1 Il faut rendre à Dieu des actions de grâce.
2. L'apôtre ne se lassé pas de nommer Jésus-Christ au
commencement de cette Epître pour mieux inculquer aux Corinthiens cette vérité que pour
ce qui concerne le salut et la vie éternelle tout procède de Jésus-Christ et rien des
hommes.
3. Que tes pécheurs n'ont aucune excuse devant Dieu pour pallier
leurs désordres. Que Dieu de sa part a tout fait pour nous exciter à bien vivre.
Réfutation des vains raisonnements des impies.
Ce qu'il engage les autres à faire, en disant « Que vos prières montent vers Dieu en actions de grâce », il le faisait lui-même, nous apprenant à commencer toujours par des paroles de ce genre, et à rendre grâces à Dieu avant tout. Car rien n'est plus agréable à Dieu que de nous voir reconnaissants pour nous-mêmes et pour les autres; Aussi est-ce la première pensée qu'il met en tête de presque toutes ses lettres; mais ici c'était encore plus nécessaire qu'ailleurs. En effet, celui qui remercie sent le bienfait qu'il a reçu, et rend grâce pour grâce. Mais la grâce n'est point une dette, ni un retour, ni une récompense : ce qu'il fallait dire partout, mais surtout aux Corinthiens, qui s'attachaient avidement à ceux qui déchiraient l'Eglise. « A mon Dieu ». Dans l'abondance de son amour, il s'empare, pour ainsi dire, du bien commun, et se J'approprie : Ainsi avaient coutume de faire les prophètes : « Dieu, mon Dieu » ; et il les exhorte à adopter ce langage. En effet, celui qui le tient se dégage de toutes les choses humaines, et va vers celui qu'il invoque avec une grande affection: C'est proprement le langage de l'homme qui s'élève des choses d'ici-bas vers Dieu, le préfère à tout et partout, te remercie perpétuellement non-seulement de la grâce qui lui a déjà été donnée, mais encore du bien qui a pu s'ensuivre, et lui en rend également gloire. Voilà pourquoi il ne dit pas simplement : « Je rends grâces », mais : « Je rends grâces toujours pour vous», leur apprenant par là à toujours rendre grâces, mais à Dieu seul.

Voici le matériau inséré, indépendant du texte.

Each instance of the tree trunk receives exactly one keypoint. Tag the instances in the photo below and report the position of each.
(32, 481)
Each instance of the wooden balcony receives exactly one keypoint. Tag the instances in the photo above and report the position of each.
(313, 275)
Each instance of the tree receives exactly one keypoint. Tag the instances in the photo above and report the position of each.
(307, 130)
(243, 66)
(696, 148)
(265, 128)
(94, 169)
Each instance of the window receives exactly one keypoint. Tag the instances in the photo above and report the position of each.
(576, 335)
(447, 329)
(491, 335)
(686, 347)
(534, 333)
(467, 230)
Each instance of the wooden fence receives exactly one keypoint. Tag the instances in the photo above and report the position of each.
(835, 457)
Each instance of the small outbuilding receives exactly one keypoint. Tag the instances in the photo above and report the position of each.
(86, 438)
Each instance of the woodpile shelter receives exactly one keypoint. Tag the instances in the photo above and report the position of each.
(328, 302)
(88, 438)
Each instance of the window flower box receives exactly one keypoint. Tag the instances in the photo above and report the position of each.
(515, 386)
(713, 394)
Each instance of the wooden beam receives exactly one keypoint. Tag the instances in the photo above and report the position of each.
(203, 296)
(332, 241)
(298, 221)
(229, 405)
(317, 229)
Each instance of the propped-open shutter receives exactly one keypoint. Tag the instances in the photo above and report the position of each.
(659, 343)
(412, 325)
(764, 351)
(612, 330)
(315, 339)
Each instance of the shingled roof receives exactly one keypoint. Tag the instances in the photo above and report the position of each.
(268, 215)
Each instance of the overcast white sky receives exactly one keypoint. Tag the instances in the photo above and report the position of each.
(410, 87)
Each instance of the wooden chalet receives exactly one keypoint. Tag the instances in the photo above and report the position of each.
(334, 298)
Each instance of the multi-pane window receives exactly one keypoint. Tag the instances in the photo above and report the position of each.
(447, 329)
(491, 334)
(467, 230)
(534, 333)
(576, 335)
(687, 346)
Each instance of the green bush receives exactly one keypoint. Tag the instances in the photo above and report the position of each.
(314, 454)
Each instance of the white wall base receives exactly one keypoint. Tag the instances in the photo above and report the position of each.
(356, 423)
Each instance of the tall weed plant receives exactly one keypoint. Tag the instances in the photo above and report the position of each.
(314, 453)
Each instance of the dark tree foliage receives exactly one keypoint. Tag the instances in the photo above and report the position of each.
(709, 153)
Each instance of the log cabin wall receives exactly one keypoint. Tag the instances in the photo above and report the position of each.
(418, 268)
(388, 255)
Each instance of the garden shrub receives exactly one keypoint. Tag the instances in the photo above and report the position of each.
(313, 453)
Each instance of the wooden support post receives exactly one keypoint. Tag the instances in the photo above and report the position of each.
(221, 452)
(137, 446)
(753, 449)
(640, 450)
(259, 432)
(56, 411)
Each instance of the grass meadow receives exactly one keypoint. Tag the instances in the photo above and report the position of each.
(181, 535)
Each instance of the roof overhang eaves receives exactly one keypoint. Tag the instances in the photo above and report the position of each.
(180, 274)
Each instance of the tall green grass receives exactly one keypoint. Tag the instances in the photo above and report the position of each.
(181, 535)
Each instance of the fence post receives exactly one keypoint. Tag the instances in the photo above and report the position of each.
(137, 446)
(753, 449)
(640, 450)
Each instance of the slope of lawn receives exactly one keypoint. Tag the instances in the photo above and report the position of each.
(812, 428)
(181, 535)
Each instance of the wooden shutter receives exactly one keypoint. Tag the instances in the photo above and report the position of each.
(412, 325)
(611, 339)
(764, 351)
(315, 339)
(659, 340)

« A raison de la grâce de Dieu ». Voyez-vous comme il les redresse en tout sens? Car qui dit grâce ne parle pas d'oeuvres, et qui dit oeuvres ne parle pas de grâce. Si donc c'est de grâce qu'il s'agit, pourquoi vous enorgueillissez-vous? De quoi vous enflez vous? « Qui vous a été donnée ». Et par qui ?Est-ce par moi ou par un autre apôtre? Nullement, mais par Jésus-Christ; car c'est là le sens de ces mots : « Dans le Christ Jésus ». Voyez comme il dit trouvent « dans » au lieu de « par » ; l'un n'a donc pas moins de force que l'autre. « Parce que vous avez été enrichis en tout ». Encore une fois, par qui? « En lui », ajoute-t-il. Et vous n'avez pas simplement été enrichis, mais enrichis « en tout ». Si donc il y a richesse, et richesse de Dieu, et en tout, et par le Fils unique, voyez quel ineffable trésor ! « En toute parole et en toute science » ; en toute parole non du dehors, mais de Dieu. Car il y a une science sans parole et une parole sans science; beaucoup en effet ont la connaissance, mais n'ont point la parole, comme les hommes sans lettres, par exemple, qui ne peuvent exprimer clairement ce qu'ils ont dans l'esprit. Vous n'êtes point de ce (364) nombre, dit-il, car vous pouvez penser et parler.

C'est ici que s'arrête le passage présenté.